AoUPRS is a Python module for calculating Polygenic Risk Scores (PRS) specific to the All of Us study
Project description
AoUPRS
🌟 Overview
AoUPRS is a Python module designed for calculating Polygenic Risk Scores (PRS) on the All of Us dataset.
It leverages Hail, a scalable framework for genomic data, to provide efficient and cost-effective PRS calculations.
AoUPRS provides two approaches:
- MatrixTable (MT) – dense representation
- Variant Dataset (VDS) – sparse representation (recommended for v8)
📄 Publication in BMC Genomics (2025)
⚠️ Dataset Compatibility (v7 & v8)
- AoUPRS supports both v7 and v8 Controlled Tier WGS datasets.
- Key change in v8: the
GTfield was removed.
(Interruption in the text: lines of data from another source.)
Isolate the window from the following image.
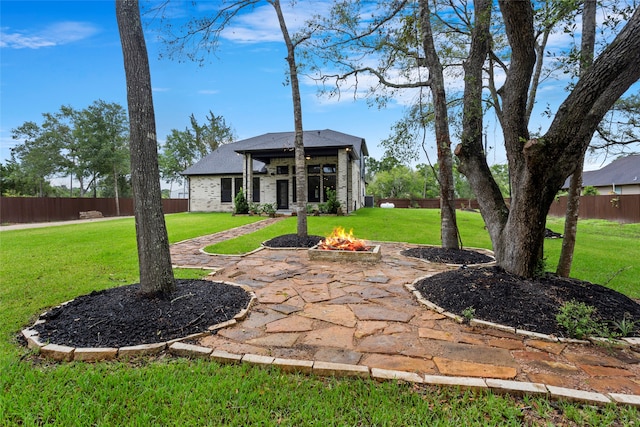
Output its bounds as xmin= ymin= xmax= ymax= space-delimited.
xmin=251 ymin=177 xmax=260 ymax=203
xmin=233 ymin=178 xmax=242 ymax=197
xmin=220 ymin=178 xmax=233 ymax=203
xmin=322 ymin=175 xmax=336 ymax=202
xmin=307 ymin=164 xmax=337 ymax=203
xmin=307 ymin=175 xmax=320 ymax=202
xmin=322 ymin=165 xmax=336 ymax=173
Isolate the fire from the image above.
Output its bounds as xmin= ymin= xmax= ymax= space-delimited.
xmin=318 ymin=227 xmax=369 ymax=251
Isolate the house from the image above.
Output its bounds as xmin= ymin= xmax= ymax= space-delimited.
xmin=182 ymin=129 xmax=369 ymax=213
xmin=563 ymin=154 xmax=640 ymax=195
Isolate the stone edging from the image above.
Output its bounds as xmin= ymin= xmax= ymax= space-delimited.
xmin=405 ymin=276 xmax=640 ymax=350
xmin=22 ymin=281 xmax=258 ymax=362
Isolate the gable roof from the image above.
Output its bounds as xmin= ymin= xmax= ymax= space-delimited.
xmin=182 ymin=129 xmax=369 ymax=175
xmin=565 ymin=154 xmax=640 ymax=188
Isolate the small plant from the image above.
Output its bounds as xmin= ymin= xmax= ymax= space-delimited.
xmin=233 ymin=188 xmax=249 ymax=214
xmin=249 ymin=202 xmax=262 ymax=215
xmin=556 ymin=300 xmax=611 ymax=339
xmin=533 ymin=258 xmax=547 ymax=277
xmin=261 ymin=203 xmax=276 ymax=218
xmin=462 ymin=306 xmax=476 ymax=323
xmin=611 ymin=313 xmax=640 ymax=337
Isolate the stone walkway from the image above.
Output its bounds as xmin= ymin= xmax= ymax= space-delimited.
xmin=171 ymin=219 xmax=640 ymax=402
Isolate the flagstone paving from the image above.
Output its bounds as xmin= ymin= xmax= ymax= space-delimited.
xmin=171 ymin=218 xmax=640 ymax=395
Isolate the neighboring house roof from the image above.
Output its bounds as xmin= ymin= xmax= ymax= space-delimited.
xmin=182 ymin=142 xmax=267 ymax=175
xmin=564 ymin=154 xmax=640 ymax=188
xmin=182 ymin=129 xmax=369 ymax=175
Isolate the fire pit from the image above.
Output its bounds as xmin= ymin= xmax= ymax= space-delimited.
xmin=309 ymin=227 xmax=381 ymax=262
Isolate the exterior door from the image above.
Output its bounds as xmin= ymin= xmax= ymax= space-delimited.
xmin=276 ymin=179 xmax=289 ymax=209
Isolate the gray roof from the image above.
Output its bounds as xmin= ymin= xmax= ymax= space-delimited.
xmin=182 ymin=129 xmax=369 ymax=175
xmin=564 ymin=154 xmax=640 ymax=188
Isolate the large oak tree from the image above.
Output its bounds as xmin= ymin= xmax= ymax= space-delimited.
xmin=116 ymin=0 xmax=175 ymax=295
xmin=456 ymin=0 xmax=640 ymax=277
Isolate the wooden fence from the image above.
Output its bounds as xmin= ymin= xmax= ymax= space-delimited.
xmin=549 ymin=194 xmax=640 ymax=223
xmin=376 ymin=199 xmax=479 ymax=209
xmin=0 ymin=197 xmax=189 ymax=224
xmin=375 ymin=194 xmax=640 ymax=223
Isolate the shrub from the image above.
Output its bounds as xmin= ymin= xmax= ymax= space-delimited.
xmin=261 ymin=203 xmax=276 ymax=217
xmin=249 ymin=202 xmax=262 ymax=215
xmin=556 ymin=300 xmax=609 ymax=339
xmin=233 ymin=188 xmax=249 ymax=214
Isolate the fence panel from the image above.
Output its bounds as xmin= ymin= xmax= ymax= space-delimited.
xmin=0 ymin=197 xmax=189 ymax=224
xmin=549 ymin=194 xmax=640 ymax=223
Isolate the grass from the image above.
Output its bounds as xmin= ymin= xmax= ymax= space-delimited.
xmin=205 ymin=209 xmax=640 ymax=298
xmin=0 ymin=210 xmax=639 ymax=426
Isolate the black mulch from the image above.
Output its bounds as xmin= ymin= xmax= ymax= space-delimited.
xmin=263 ymin=234 xmax=324 ymax=248
xmin=400 ymin=246 xmax=495 ymax=265
xmin=33 ymin=280 xmax=250 ymax=347
xmin=416 ymin=267 xmax=640 ymax=336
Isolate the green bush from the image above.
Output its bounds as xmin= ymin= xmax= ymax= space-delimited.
xmin=233 ymin=188 xmax=249 ymax=214
xmin=261 ymin=203 xmax=276 ymax=217
xmin=556 ymin=300 xmax=609 ymax=339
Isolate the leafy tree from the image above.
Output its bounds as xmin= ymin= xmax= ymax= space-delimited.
xmin=310 ymin=0 xmax=460 ymax=249
xmin=116 ymin=0 xmax=175 ymax=295
xmin=489 ymin=164 xmax=511 ymax=197
xmin=73 ymin=100 xmax=129 ymax=211
xmin=158 ymin=0 xmax=311 ymax=237
xmin=556 ymin=0 xmax=596 ymax=277
xmin=456 ymin=0 xmax=640 ymax=276
xmin=11 ymin=118 xmax=64 ymax=197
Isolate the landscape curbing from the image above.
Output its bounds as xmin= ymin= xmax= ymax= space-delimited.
xmin=22 ymin=302 xmax=640 ymax=407
xmin=405 ymin=276 xmax=640 ymax=349
xmin=22 ymin=232 xmax=640 ymax=407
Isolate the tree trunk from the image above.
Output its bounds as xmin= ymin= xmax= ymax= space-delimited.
xmin=556 ymin=0 xmax=596 ymax=277
xmin=456 ymin=0 xmax=640 ymax=277
xmin=116 ymin=0 xmax=175 ymax=295
xmin=420 ymin=0 xmax=460 ymax=249
xmin=113 ymin=164 xmax=120 ymax=216
xmin=271 ymin=0 xmax=307 ymax=238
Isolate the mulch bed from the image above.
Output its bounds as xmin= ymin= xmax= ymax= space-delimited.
xmin=400 ymin=246 xmax=495 ymax=265
xmin=263 ymin=234 xmax=324 ymax=249
xmin=33 ymin=280 xmax=250 ymax=347
xmin=26 ymin=234 xmax=640 ymax=347
xmin=415 ymin=267 xmax=640 ymax=336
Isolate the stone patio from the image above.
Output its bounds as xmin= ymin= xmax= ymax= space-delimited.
xmin=171 ymin=218 xmax=640 ymax=402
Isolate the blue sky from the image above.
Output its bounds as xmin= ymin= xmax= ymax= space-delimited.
xmin=0 ymin=0 xmax=637 ymax=176
xmin=0 ymin=0 xmax=404 ymax=169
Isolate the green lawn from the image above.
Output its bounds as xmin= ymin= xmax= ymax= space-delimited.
xmin=0 ymin=209 xmax=640 ymax=426
xmin=206 ymin=209 xmax=640 ymax=298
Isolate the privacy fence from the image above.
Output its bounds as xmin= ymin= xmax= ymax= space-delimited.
xmin=375 ymin=194 xmax=640 ymax=223
xmin=0 ymin=197 xmax=189 ymax=224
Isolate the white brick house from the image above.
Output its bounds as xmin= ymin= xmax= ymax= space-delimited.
xmin=182 ymin=129 xmax=369 ymax=213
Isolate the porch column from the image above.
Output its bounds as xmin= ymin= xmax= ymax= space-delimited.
xmin=242 ymin=153 xmax=253 ymax=203
xmin=336 ymin=148 xmax=351 ymax=212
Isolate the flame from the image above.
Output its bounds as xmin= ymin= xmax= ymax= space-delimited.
xmin=318 ymin=227 xmax=369 ymax=251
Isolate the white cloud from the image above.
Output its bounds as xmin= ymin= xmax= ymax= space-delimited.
xmin=222 ymin=0 xmax=329 ymax=43
xmin=0 ymin=21 xmax=100 ymax=49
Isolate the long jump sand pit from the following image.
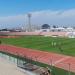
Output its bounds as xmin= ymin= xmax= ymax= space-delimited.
xmin=0 ymin=57 xmax=34 ymax=75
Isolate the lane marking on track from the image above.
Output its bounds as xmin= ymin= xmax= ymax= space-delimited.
xmin=53 ymin=56 xmax=70 ymax=65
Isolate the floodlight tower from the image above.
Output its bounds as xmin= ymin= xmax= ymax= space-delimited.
xmin=28 ymin=13 xmax=32 ymax=32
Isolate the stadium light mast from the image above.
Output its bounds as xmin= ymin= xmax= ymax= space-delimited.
xmin=28 ymin=13 xmax=32 ymax=32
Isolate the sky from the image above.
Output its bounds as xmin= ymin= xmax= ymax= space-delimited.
xmin=0 ymin=0 xmax=75 ymax=28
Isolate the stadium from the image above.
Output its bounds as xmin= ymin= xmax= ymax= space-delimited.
xmin=0 ymin=32 xmax=75 ymax=75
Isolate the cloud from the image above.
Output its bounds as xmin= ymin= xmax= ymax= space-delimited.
xmin=0 ymin=9 xmax=75 ymax=27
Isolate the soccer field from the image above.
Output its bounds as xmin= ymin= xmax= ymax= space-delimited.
xmin=0 ymin=36 xmax=75 ymax=56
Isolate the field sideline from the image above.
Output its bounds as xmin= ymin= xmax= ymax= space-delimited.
xmin=0 ymin=36 xmax=75 ymax=56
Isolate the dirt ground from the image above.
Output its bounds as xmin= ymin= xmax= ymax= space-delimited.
xmin=0 ymin=57 xmax=34 ymax=75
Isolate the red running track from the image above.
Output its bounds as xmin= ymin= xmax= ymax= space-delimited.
xmin=0 ymin=45 xmax=75 ymax=72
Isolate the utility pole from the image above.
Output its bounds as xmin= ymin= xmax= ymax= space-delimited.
xmin=28 ymin=13 xmax=32 ymax=32
xmin=68 ymin=63 xmax=71 ymax=75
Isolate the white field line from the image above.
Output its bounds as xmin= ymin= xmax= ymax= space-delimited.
xmin=53 ymin=56 xmax=70 ymax=65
AoUPRS now reconstructs genotypes using:LGT(local genotype index)LA(local alleles array)
This ensures PRS calculations remain accurate and efficient with the sparser v8 VDS format.
🚀 Performance Update (v8)
Why is PRS calculation slower in v8?
- v7 ≈ 1.7B variants
- v8 ≈ 4.9B variants (3× larger)
- Bigger callset = heavier interval queries, more I/O, more shuffle overhead.
Chunking
- Large scores (>1M SNPs) must be chunked.
- Example runtimes [8 CPU / 52 GB driver, 2/10 workers (4 CPU / 15 GB RAM / 150 GB disk)]:
- 50k SNPs → 7–8 min
- 100k SNPs → 15 min
- 150k SNPs → 52 min ⚠️ nonlinear slowdown
👉 Best practice: chunk_size=50000
Workers
- Scaling up workers does not help.
- Sweet spot: 10 preemptible workers.
- More workers = more shuffle overhead + stragglers.
Cost Example
- Master: 8 CPU / 52 GB RAM
- Workers: 2/10 × (4 CPU / 15 GB RAM / 150 GB disk)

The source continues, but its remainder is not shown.